I was looking over my old C experiments and saw an old file, trying to
use clang's address_space attribute to access something like a thread
pointer. That made me wonder how it is implemented in musl.

In most architectures, the thread pointer is just stored in a register,
and __pthread_self() will just grab it out of there. For x86_64,
something slightly similar happens: The thread pointer is stored in
FS.base, which is an MSR the kernel has to set for us, but we can read
it with FS-relative addressing.

Incidentally: Is there any interest in using the "wrfsbase" instruction
for that, where available? From a cursory first glance, it looks like
that would mean that musl would have to do the entire CPUID dance on
AMD64 and i386, and in the latter case the dance would be a bit longer
since the ID bit dance would have to preceed it.

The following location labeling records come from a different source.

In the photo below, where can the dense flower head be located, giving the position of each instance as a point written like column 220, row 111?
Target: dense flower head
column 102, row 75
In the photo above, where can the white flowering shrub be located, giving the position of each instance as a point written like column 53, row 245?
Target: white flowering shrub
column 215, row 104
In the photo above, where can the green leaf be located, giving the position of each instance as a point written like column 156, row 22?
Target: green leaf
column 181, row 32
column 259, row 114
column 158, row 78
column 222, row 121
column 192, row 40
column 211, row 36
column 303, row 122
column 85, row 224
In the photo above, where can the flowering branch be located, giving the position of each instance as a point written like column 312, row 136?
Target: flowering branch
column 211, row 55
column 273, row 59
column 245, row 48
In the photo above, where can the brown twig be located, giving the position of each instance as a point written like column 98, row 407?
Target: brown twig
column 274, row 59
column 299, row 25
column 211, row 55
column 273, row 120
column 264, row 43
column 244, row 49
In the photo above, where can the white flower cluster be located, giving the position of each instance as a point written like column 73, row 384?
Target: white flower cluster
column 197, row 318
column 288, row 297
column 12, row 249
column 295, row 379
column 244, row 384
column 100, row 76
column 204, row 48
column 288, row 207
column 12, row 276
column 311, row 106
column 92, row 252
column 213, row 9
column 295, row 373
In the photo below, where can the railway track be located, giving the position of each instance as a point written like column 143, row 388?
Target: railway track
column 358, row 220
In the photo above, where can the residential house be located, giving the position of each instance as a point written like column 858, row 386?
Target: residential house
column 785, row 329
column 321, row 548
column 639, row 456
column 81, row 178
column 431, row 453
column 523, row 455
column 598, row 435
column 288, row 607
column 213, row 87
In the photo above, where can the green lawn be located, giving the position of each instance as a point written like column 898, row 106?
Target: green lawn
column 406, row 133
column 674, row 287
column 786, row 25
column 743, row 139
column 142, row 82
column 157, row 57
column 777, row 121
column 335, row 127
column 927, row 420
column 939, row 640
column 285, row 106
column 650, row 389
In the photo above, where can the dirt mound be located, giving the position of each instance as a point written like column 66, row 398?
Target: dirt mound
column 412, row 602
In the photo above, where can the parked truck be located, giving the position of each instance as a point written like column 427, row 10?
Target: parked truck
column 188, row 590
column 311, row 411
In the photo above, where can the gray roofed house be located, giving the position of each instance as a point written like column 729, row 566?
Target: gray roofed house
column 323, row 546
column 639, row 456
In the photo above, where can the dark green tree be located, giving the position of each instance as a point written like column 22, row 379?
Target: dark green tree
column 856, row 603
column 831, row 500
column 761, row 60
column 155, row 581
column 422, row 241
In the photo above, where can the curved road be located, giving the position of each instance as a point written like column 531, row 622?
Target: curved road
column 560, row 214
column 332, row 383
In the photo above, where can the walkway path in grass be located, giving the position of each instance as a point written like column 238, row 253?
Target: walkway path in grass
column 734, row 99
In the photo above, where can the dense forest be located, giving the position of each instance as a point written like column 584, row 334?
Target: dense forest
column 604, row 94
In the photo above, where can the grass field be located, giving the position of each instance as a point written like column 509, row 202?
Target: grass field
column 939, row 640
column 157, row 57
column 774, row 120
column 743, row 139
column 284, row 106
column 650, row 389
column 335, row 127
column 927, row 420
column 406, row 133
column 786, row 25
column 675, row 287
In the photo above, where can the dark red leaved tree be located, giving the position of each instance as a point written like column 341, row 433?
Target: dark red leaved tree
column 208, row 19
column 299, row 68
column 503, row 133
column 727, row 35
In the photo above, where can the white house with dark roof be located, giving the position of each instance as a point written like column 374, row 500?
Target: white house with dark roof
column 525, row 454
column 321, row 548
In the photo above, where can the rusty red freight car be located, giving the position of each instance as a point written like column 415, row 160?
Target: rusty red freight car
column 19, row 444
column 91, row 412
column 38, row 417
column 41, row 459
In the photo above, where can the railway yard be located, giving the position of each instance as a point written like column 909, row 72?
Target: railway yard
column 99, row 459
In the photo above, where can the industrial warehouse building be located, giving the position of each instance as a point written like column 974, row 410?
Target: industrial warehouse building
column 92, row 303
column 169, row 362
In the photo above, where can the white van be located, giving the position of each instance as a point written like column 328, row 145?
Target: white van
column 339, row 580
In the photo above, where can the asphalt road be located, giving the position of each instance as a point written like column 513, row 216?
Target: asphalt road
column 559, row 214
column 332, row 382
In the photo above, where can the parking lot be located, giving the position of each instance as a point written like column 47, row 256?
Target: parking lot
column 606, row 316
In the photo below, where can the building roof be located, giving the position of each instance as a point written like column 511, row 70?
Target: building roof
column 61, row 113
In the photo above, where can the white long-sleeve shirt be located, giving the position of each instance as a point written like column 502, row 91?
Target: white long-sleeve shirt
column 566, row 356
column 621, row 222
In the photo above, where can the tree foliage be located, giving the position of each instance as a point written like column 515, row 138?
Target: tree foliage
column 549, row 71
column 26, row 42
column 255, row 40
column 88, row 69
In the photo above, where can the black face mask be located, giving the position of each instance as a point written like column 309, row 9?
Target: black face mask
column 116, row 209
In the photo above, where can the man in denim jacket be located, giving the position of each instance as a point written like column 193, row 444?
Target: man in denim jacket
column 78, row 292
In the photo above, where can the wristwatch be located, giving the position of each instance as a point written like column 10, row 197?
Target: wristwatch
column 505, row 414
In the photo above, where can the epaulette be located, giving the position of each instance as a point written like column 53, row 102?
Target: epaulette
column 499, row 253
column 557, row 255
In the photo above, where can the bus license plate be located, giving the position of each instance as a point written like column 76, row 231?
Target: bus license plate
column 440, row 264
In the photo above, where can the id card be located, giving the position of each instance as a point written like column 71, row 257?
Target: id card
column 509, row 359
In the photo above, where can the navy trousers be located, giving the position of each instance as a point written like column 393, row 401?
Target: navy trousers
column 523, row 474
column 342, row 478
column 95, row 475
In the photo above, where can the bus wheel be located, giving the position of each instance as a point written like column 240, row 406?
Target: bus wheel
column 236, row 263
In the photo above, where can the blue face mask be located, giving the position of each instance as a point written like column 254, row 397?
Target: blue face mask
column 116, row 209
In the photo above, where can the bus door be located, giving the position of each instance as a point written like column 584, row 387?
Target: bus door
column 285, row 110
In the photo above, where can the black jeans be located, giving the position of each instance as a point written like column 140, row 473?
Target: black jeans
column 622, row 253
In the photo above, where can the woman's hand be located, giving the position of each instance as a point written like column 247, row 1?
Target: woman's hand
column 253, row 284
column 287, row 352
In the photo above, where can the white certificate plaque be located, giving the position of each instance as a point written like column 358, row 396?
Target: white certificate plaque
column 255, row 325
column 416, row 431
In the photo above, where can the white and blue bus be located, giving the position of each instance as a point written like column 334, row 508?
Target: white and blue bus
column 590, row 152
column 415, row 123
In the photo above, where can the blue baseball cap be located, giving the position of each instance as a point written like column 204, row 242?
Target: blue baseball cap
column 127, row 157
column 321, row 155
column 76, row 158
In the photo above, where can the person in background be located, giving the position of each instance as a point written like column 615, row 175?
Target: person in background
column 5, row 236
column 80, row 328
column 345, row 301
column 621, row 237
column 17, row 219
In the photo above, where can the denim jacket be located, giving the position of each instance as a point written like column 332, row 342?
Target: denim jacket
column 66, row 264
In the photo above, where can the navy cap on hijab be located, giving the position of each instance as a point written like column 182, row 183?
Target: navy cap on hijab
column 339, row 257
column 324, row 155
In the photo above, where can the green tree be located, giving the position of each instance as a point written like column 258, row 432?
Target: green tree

Back to setting the thread pointer: The relevant code is in __init_tp(),
which is always called with the return value from __copy_tls(), which
points to the new thread descriptor. __init_tp() will then call
__set_thread_area() with the adjusted thread pointer, and on AMD64, this
will just call arch_prctl(SET_FS, p). Though I don't know why that
function has to be in assembly.

OK, got it. After this, FS.base will point directly at the TD, so we can
just load FS.base into any register and have a thread pointer, right?
Enter __pthread_self():

static inline struct pthread *__pthread_self()
{
	struct pthread *self;
	__asm__ ("mov %%fs:0,%0" : "=r" (self) );
	return self;
}

But that is not the same thing! This will load FS.base, and then
dereference it and load the qword it is pointing at into a register. So
how did this ever work? Well, the answer is back in __init_tp():

	td->self = td;

And of course, "self" is the first member of struct pthread.

So, now the question I've been building up to: Is that intentional? Is
there a reason for there to be a pointer pointing to itself, other than
the "mov" in __pthread_self()? Could that mov not be replaced with a
"lea" and save one useless memory access?